Feature of the week  08/04/2018

Turners Road

Displayed on my studio wall is a poster announcing my first exhibition in 15 years, at the Town House, Spitalfields in 2016, titled ‘Lost Time’. Its image, a painting of ‘Turners Road’ depicts the corner of a condemned street and to me, it is indeed a reminder of a past gone forever, swept away by the unrelenting tide of development and progression. It is 1988 and there are reminders everywhere of the East End’s recent sub-cultures: from graffiti claiming ‘George Davis is innocent’ scrawled on the wall further along the street, to the more anarchist minded, ‘G. Fawkes is innocent’. Behind the orange and blue curtains of the bomb shattered glass windows on the left lives a middle-aged male recluse. He wears

an American detective-like mackintosh whatever the weather and every day, he obsessively works on the engine of a rusty old van parked on the wasteland next to the sewer chimney behind. Even in those days, there was no hope of the vehicle ever becoming roadworthy and, each year, his mackintosh becomes a little grubbiier as more bits of the engine are cast aside onto the grass.

  

I moved to the East End in 1983 at a time when local people were keen to move out of the bomb damaged, crumbling terraces. They wanted to relocate either out of the area completely or into more modern compact dwellings that were being built at the time. Many of the houses which remained were snapped-up by artists on short-term tenancies, and the house I lived in was one of these. Directly opposite was a five-storey block of flats built in the fifties, called Flansham House and I was particularly friendly with a couple who lived on the ground floor, Albert and June Brown. Albert was disabled having lost a leg following an accident in the docks and, of a fine day, he would sit on the front step with his Pekingese dog Flossie plus a canary. The canary puzzled me; in fact I only discovered recently, it was usual for Dockers to have caged birds as pets. June worked as a cook at a play centre in Stepney Way and had been born in nearby Belgrave Street. She had been evacuated to Windsor at the start of the war and talked fondly about seeing the two princesses in the park there frequently. Also, her daughter thinks she must have been one of the children featured in the Jubilee Party movie, mentioned last week in connection with the Ben Hur cinema.

  

Both June and Albert liked a drink or two, though they were rarely seen outside the home together, not unusual then.
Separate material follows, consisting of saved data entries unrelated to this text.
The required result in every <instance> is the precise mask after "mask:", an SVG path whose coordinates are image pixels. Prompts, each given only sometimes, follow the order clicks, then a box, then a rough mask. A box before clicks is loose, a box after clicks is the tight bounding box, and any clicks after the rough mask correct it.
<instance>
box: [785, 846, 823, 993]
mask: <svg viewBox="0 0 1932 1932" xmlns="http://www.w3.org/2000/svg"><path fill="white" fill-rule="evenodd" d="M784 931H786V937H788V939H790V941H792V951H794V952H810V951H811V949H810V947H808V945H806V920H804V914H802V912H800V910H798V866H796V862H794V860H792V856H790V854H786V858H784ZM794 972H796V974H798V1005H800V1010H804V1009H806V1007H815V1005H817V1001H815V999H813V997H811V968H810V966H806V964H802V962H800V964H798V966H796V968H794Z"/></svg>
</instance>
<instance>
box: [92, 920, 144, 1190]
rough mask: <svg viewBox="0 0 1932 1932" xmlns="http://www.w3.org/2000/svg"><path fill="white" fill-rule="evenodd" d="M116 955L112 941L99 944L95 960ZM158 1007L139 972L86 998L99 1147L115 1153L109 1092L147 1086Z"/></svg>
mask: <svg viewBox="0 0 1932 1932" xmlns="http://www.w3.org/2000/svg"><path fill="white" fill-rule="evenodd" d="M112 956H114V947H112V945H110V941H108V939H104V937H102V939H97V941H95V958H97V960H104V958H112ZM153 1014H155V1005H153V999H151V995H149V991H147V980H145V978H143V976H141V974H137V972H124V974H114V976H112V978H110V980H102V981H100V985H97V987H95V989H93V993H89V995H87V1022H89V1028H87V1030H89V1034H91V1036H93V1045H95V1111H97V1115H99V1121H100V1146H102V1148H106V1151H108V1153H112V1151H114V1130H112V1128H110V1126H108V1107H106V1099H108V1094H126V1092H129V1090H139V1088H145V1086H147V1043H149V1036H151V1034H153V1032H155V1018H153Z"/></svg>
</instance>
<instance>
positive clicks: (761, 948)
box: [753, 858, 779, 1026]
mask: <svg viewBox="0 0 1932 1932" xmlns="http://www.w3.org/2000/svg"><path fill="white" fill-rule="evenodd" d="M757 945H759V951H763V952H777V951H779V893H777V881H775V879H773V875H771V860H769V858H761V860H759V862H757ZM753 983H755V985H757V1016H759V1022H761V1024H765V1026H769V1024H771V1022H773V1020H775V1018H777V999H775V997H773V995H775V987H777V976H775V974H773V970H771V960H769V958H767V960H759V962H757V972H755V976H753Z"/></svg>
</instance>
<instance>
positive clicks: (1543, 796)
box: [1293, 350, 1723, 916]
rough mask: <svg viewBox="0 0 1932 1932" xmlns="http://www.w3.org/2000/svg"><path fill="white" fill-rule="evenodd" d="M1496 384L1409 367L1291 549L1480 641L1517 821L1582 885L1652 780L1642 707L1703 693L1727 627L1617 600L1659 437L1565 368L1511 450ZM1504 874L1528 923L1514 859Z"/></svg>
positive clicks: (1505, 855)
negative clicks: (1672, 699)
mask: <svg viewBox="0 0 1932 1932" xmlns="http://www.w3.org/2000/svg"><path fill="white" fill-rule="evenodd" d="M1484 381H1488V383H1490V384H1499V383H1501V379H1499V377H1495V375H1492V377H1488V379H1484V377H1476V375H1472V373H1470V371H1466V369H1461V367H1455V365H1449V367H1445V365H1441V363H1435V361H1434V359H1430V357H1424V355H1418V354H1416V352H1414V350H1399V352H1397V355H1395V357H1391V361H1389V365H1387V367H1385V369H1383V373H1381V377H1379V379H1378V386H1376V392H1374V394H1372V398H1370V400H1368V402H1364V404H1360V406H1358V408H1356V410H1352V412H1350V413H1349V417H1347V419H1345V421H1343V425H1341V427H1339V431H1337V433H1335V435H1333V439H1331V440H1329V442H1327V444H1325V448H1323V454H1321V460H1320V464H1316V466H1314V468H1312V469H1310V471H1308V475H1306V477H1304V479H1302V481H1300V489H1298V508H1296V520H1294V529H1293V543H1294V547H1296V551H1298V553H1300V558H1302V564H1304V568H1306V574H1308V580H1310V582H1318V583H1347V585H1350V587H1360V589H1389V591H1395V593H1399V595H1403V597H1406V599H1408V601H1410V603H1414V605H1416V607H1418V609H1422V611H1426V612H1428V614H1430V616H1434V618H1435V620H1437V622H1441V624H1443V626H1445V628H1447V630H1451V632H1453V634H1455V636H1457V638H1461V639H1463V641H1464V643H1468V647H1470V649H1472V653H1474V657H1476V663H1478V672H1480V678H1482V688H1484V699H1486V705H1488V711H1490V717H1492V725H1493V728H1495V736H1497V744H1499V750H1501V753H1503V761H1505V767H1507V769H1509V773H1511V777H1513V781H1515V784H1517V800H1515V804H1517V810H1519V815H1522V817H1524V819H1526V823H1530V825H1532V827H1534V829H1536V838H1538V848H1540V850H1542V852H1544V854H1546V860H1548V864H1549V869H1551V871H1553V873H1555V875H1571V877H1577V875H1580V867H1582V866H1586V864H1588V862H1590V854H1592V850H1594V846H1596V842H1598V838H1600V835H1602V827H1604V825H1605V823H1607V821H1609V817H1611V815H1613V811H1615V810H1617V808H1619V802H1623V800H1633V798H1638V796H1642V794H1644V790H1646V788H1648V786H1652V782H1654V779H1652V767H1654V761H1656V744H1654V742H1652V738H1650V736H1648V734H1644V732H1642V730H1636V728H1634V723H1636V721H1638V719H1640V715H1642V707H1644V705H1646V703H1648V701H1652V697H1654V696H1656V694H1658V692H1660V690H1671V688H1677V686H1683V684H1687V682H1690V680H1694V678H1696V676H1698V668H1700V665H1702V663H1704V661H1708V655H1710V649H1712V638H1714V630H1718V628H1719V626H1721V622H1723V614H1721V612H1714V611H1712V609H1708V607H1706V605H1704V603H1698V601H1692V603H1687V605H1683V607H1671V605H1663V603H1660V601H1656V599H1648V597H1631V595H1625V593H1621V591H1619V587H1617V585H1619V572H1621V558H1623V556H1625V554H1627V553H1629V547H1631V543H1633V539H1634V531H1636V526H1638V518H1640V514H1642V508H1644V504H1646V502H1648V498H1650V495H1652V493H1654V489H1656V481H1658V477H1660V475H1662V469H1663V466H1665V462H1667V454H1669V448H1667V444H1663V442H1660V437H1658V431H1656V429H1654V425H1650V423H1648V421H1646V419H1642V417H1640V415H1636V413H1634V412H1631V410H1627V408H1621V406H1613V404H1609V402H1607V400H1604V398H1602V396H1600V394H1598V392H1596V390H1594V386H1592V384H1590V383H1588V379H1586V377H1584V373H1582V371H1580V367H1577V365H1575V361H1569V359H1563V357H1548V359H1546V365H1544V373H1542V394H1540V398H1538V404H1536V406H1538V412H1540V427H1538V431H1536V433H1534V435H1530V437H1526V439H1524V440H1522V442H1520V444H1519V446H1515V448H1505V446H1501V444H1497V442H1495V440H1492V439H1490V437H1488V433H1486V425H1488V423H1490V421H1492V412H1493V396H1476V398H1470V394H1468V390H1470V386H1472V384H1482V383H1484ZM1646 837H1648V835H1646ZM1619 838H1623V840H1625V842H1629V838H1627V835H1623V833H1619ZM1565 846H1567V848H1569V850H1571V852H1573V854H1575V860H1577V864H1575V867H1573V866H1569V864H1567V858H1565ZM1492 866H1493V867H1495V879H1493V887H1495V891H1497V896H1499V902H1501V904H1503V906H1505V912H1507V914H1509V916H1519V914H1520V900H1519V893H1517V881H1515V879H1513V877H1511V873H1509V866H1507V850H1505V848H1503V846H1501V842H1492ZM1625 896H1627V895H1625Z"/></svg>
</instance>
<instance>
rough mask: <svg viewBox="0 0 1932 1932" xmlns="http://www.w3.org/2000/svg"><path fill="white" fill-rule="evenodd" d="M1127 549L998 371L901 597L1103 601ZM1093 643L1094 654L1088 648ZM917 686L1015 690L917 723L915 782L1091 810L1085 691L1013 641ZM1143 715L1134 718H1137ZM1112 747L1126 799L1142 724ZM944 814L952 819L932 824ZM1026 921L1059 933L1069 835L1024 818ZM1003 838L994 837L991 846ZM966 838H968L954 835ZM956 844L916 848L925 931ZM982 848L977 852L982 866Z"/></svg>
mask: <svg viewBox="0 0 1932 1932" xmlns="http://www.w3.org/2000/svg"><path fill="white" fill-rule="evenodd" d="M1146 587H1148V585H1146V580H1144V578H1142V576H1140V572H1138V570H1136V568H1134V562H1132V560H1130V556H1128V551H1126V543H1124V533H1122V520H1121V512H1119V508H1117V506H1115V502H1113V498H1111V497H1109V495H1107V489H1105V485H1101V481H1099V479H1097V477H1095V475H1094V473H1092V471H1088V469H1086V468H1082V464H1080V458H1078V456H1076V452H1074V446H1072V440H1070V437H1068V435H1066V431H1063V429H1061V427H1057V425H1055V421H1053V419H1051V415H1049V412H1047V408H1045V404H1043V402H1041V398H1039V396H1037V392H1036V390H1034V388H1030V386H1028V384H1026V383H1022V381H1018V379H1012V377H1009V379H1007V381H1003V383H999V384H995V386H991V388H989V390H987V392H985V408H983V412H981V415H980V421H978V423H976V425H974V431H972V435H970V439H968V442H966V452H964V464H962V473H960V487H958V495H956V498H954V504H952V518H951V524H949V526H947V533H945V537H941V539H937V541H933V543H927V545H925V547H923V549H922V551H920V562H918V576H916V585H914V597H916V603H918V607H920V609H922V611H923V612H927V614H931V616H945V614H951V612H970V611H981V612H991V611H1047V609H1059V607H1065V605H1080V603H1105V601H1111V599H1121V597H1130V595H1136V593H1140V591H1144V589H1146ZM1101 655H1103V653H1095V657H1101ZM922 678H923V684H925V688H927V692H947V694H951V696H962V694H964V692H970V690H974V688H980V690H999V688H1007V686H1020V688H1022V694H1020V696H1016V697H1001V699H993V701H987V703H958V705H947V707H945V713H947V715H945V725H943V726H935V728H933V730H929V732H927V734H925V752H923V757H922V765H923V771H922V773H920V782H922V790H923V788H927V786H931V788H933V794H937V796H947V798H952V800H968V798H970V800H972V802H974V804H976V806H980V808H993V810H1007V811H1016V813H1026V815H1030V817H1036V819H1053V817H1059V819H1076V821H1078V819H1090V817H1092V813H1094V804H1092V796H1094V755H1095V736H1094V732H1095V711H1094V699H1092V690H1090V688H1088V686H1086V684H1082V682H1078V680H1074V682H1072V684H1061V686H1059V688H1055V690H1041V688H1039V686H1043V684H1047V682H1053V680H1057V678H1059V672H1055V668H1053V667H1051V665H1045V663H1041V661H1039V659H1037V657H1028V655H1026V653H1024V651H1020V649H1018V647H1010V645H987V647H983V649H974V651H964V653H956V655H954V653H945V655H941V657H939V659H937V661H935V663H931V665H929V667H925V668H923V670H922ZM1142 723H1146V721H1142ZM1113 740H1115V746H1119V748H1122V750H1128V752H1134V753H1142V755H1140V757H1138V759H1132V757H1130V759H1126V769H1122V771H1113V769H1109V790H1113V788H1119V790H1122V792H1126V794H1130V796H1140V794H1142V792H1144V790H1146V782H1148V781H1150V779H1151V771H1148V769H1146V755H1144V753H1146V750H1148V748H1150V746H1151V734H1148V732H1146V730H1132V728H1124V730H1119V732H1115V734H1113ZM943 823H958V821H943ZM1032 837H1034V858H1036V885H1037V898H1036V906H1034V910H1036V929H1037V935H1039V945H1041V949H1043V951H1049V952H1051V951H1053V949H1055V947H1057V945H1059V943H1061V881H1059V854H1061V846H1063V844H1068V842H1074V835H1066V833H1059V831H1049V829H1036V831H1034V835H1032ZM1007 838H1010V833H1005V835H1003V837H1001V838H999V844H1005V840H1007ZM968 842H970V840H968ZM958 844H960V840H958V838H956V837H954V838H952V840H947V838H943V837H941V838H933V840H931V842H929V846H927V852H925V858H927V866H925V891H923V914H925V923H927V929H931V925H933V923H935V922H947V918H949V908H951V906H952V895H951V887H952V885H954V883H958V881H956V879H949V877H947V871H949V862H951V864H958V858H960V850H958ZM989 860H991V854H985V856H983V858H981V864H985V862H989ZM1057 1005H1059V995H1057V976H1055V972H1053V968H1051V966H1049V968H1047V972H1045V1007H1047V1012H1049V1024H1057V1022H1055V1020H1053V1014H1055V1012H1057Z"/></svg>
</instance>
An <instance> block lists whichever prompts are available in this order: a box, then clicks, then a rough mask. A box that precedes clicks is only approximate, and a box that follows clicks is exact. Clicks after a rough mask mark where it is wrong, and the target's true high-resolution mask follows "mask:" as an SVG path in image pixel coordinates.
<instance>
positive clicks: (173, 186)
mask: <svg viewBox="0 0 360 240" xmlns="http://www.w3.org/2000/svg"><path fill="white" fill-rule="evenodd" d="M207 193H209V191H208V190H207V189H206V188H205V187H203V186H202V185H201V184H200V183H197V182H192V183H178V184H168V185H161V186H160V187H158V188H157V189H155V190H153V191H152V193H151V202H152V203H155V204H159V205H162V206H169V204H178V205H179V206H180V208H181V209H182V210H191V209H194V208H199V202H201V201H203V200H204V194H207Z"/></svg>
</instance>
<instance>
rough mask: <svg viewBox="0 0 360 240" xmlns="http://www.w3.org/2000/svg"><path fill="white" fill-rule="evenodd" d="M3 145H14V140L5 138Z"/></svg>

Albert was frequently to be found in the Prince Alfred at the end of the street, which like many pubs in this locality had enjoyed a certain notoriety, sadly diminished by the time I arrived. I always remember with a smile, Albert telling me that the landlord was a foreigner, born in Bethnal Green! They were outgoing, friendly and generous people, sharing whatever they had with friends and neighbours. The Prince Alfred closed a couple of years ago and is now, you will not be surprised to hear, luxury flats.

 

In those days there were no entrance codes or security gates and I had free access to the stairwell of Flansham House, which meant that I could walk up to the roof and survey the surrounding area and I enjoyed being able to see into the distance over this stretch of East London. I have always had a fascination for viewing the familiar from an odd angle and I recall, that as a teenager I would draw my room from the top of a stepladder. Perhaps in retrospect I should, like my friend Peri Parkes, have painted more vistas but Turner’s Road is the only one from this period. Jock McFadyen, who lived in Turners Road, also painted the corner from close up, at a later date.

 

In the painting you can see Mile End Park destined to cut a swathe through my home in Clemence Street, a demolition programme that was halted abruptly by the incoming Docklands Development Corporation and the subsequent shift in focus to the Canary Wharf area. A lone crane rears its head into the sky, a portent of the future. In the foreground one can just make out a pallet yard- a small firm eking a living on a patch of bombed out ground at the end of Clemence Street. There was a narrow gap through the wall at the end of my garden that I used to sometimes squeeze through to pick wild flowers growing in the frame of a burnt out warehouse shed that housed some of the pallets.

 

The final painting was displayed in the shop window of Russell and Chappell in Monmouth Street who had provided the stretched linen canvas for me to work on and in return, stipulated the condition that they could exhibit the finished work for a few months. ‘Turners Road’ conjures up for me a lost time when the east end was a community of locals, artists and immigrants all rubbing along together. Luxury flats and corporate bodies were yet to emerge, corner shops and cafes struggled to make ends meet during the day, Leslie’s Grocers and Rene’s Cafe spring to mind. In the evening one could always find someone to talk to and exchange ideas in the Prince Alfred, the Albion, the Queen’s Head or the Five Bells.